“Corporations are legally required to maximize shareholder profits and therefore have to oppose public health policies that could threaten profits.” That’s just how the system is set up. “Unequivocal, longstanding evidence shows that, to achieve this, diverse industries with products that can damage health have worked systematically to subvert the scientific process.” As I discuss in my video Flashback Friday: Sugar Industry Attemtps to Manipulate the Science, internal documents showed that Big Sugar was concerned that health food “faddists” were becoming an active menace to its industry. Sugar was under attack, “and many of the poor unfortunate public swallow the misinformation broadcast by the propagandists.” For example, in his book Pure, White and Deadly, John Yudkin says, “All of the propaganda, inspired or otherwise, [says]…that sugar is a non-essential food.” How dare anyone say sugar is a non-essential food! Next, they’ll be saying sugar isn’t really food at all. The sugar industry’s line? “Sugar is a cheap, safe food,” and that came from the founder and chair of Harvard’s nutrition department, Fredrick Stare, long known as “Harvard’s sugar-pushing nutritionist.”

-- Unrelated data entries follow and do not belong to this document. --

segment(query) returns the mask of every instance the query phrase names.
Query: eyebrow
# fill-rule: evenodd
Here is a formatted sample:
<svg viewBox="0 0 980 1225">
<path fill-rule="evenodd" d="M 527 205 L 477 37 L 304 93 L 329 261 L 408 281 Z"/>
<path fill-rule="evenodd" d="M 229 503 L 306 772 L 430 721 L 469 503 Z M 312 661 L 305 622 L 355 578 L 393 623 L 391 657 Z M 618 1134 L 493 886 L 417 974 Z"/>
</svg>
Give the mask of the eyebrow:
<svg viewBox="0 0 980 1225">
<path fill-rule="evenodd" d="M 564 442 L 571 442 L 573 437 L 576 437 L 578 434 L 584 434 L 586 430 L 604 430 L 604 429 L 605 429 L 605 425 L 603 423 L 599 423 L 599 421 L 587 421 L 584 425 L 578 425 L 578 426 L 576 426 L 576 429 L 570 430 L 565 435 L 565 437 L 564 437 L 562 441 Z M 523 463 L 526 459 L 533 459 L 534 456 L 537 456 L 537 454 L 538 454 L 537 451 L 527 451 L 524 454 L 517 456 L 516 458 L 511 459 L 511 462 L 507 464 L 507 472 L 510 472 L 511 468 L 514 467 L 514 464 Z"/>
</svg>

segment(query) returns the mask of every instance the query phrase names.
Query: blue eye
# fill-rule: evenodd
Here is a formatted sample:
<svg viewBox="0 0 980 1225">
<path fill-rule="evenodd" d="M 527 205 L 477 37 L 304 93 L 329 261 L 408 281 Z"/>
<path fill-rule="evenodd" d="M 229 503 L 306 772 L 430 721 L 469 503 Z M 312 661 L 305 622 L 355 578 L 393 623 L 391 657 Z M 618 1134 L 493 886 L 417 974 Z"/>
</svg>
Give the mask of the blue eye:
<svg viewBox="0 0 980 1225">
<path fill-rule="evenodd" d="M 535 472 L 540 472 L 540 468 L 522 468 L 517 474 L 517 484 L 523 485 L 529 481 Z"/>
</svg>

Not only did the sugar industry try to influence the direction of dental research, but it did the same with research on heart disease, paying Stare and colleagues to write a review that was published in the New England Journal of Medicine in 1967 to help downplay any risk from sugar. Now, to be fair, that was five years before we even realized triglycerides were also an independent risk factor beyond just cholesterol. The main reason that attention stayed focused on saturated fat is not because of the might of the sugar industry. There just weren’t as much data to support sugar’s role in heart disease. In fact, the even more powerful meat and dairy industries loved the anti-sugar message. Who do you think sponsored Yudkin? In fact, in the acknowledgements at the beginning of Pure, White and Deadly, he thanks all of the food and drug companies that had provided him with such constant generous support. Who paid for Yudkin’s speaking tour? The egg industry, of course, to try to take some heat off of cholesterol.

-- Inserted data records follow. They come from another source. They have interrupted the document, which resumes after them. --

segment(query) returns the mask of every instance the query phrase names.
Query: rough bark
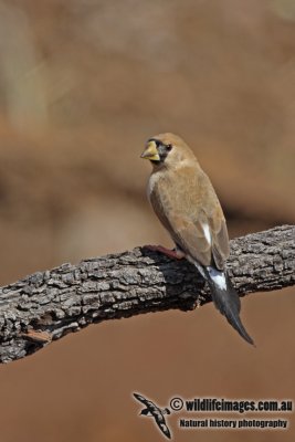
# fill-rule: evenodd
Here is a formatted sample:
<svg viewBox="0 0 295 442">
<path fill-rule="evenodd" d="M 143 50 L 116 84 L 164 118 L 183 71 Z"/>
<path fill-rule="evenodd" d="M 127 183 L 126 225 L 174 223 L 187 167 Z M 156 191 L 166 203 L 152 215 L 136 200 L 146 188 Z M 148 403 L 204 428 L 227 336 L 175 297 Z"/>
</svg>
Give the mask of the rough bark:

Hegsted, one of the co-authors of the funded review, wasn’t exactly an industry cheerleader. He recommended people cut down on all of the risky stuff and eat “less meat, less fat, less saturated fat, less cholesterol, less sugar, less salt, and more fruits and vegetables, unsaturated fat and cereal products—especially whole grain cereals.” But, it wasn’t the sugar industry that got him fired for speaking truth to power—it was the beef industry.
The sugar industry was able to conceal its funding because the New England Journal of Medicine didn’t require disclosure of conflicts of interest until 17 years later. These muckraking researchers suggest that “policymaking committees should consider giving less weight to food industry–funded studies,” but why is the food industry funding studies at all? When it comes to the corporate manipulation of research, “ultimately, conflicts of interest need to be eliminated, not just managed” and disclosed.
“Change will not occur until public health researchers refuse to take money from the ultraprocessed food industry.” Period. “It worked for tobacco,” and many prestigious medical and public health institutions have instituted bans on tobacco-industry funding.
Can’t scientists remain objective and impartial even in the face of all of that cash, though? Apparently not, as industry-funded research has been shown to be up to 88 times more likely to produce outcomes favorable to funders. What a surprise. Do we think corporations are in the business of just handing out free money?
The classic example is the American Academy of Pediatric Dentistry, which accepted a million-dollar grant from Coca-Cola. Before the grant, its official position was that “frequent consumption of sugars in any beverage can be a significant factor in the…initiation and progression of dental caries [cavities].” After receiving the grant, it changed to: “Scientific evidence is certainly not clear on the exact role that soft drinks play in terms of children’s oral disease.” As Center for Science in the Public Interest’s Integrity in Science Project put it, “What a difference a million dollars makes!”